Marry Me
- First edition
- Author: Dan Rhodes
- Cover artist: Joel Holland
- Language: English
- Genre: Short stories
- Publisher: Canongate Books (US)
- Publication date: 31 Jan 2013
- Publication place: United Kingdom
- Media type: Print & ebook
- Pages: 176
- ISBN: 0-85786-849-7

= Marry Me (short story collection) =

2013 short story collection by Dan Rhodes

Marry Me is a short story collection by British author Dan Rhodes. It was published in 2013 by Canongate Books. It is a sequel to his earlier collection Anthropology: And a Hundred Other Stories, moving the girlfriend relationships of the earlier book into the realm of marriage. It carries the strapline "Essential reading for anyone who is, has ever been, or might one day be married."

==Reception==
Reviews were positive:
- Stuart Evers in The Telegraph praises the collection, concluding "In Rhodes’s hands marriage is something between a fairy story and a night terror – a place where one can find oneself, or lose oneself.
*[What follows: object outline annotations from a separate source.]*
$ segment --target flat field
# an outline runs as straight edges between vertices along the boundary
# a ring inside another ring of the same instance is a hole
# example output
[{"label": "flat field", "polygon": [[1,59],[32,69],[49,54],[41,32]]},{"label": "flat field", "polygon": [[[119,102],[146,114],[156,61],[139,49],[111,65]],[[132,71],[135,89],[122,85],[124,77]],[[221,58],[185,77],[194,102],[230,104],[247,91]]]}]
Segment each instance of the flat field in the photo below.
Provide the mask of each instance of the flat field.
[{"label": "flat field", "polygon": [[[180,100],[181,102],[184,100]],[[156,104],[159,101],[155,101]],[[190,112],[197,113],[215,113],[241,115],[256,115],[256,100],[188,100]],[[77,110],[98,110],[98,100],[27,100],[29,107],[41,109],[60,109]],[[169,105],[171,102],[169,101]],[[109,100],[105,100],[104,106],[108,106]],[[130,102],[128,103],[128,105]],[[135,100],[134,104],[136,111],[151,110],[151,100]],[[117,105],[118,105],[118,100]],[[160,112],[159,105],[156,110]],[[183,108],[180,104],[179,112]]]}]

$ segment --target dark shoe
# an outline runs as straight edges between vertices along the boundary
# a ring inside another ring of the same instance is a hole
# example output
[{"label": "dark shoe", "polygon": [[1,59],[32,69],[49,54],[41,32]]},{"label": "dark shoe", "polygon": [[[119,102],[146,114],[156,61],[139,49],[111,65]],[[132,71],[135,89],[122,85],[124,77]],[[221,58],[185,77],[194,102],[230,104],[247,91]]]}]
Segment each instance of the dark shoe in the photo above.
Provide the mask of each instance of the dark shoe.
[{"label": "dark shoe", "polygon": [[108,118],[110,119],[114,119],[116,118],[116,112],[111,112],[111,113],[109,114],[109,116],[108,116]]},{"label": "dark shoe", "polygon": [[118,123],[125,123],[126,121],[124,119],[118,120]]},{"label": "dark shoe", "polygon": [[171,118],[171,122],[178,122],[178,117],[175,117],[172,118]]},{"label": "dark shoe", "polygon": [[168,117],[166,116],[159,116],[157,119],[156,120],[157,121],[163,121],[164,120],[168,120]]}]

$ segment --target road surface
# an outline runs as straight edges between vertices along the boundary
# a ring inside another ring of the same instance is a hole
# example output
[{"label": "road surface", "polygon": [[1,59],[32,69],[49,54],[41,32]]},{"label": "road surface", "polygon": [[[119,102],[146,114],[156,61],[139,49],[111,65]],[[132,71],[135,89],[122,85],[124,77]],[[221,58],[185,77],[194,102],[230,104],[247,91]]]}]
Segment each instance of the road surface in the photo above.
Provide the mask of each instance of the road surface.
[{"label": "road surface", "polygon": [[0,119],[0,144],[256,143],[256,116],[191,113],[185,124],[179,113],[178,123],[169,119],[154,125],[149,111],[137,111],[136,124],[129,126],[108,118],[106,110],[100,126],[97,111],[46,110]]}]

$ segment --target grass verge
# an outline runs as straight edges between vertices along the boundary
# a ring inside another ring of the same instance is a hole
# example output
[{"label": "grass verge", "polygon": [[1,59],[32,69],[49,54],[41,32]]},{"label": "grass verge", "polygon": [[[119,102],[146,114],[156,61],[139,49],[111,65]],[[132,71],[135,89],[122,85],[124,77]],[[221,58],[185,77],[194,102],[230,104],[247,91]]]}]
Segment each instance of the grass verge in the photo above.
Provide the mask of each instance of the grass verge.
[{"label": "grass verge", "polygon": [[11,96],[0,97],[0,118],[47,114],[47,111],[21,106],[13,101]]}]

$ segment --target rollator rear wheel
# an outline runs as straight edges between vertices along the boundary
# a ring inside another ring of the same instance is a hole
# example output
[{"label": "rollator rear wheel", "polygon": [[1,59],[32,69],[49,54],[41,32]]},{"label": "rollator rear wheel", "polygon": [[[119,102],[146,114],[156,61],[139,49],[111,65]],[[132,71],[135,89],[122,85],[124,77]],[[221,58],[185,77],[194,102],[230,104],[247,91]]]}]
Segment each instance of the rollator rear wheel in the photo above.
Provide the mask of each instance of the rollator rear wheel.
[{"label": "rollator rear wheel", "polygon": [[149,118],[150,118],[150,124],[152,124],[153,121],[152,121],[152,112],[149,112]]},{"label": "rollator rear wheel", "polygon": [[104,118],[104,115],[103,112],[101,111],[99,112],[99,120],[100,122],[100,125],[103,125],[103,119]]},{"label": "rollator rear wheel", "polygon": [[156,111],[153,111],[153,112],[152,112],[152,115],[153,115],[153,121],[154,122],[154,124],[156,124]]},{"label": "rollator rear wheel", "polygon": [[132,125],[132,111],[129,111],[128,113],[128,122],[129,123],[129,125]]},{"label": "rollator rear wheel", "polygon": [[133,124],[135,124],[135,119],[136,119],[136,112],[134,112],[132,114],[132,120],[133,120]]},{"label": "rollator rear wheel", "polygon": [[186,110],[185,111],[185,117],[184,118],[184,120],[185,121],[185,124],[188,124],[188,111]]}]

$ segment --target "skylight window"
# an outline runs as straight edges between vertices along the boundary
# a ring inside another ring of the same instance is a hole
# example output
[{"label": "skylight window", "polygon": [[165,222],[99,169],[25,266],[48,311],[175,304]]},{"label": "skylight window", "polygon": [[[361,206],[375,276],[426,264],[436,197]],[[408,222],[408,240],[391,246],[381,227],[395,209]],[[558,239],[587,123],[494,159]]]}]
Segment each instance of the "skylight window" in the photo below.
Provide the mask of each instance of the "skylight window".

The single tone of the stories and the repetitions ends up working beautifully: just when you think you know where a story is going, Rhodes changes tack, adding something macabre to the romantic or something surreal to the melancholic...Few writers can match Rhodes gag for gag; fewer still can match his effortless creation of a fully realised fictional universe. And while it perhaps lacks the control and precision of Anthropology, Marry Me is a welcome return to the form."
- Kate Kellaway in The Observer is similarly impressed: "Going too far is Dan Rhodes's forte. The reader is constantly and pleasurably aware that he is not a safe pair of hands. This entertaining book should not be bought by any innocent purchaser as a hint of a marriage proposal to come (although Rhodes, who seems to like writing dangerously, would almost certainly disagree). The size of a prayer book, the contents are rum, original and seriously flippant. Shorter than the average short story and occasionally no longer than a couple of paragraphs or two or three sentences, these fictional conceits are about marriage, weddings, infidelity, fatal attraction – and the lack of it. Rhodes's wilfully flat tone makes the way his stories dive into disaster and ricochet through romance much funnier. He has a comedian's talent for the deadpan."
- Doug Johnstone in The Independent finishes with "Taken individually, the stories invariably raise a chuckle, usually accompanied by a wince and an involuntary acknowledgement of the truth behind the sloppy stuff of romance. But more impressively, when taken as a whole, Marry Me amounts to a bleak yet funny world view, as if P G Wodehouse and Graham Greene had got together to form a greetings card company.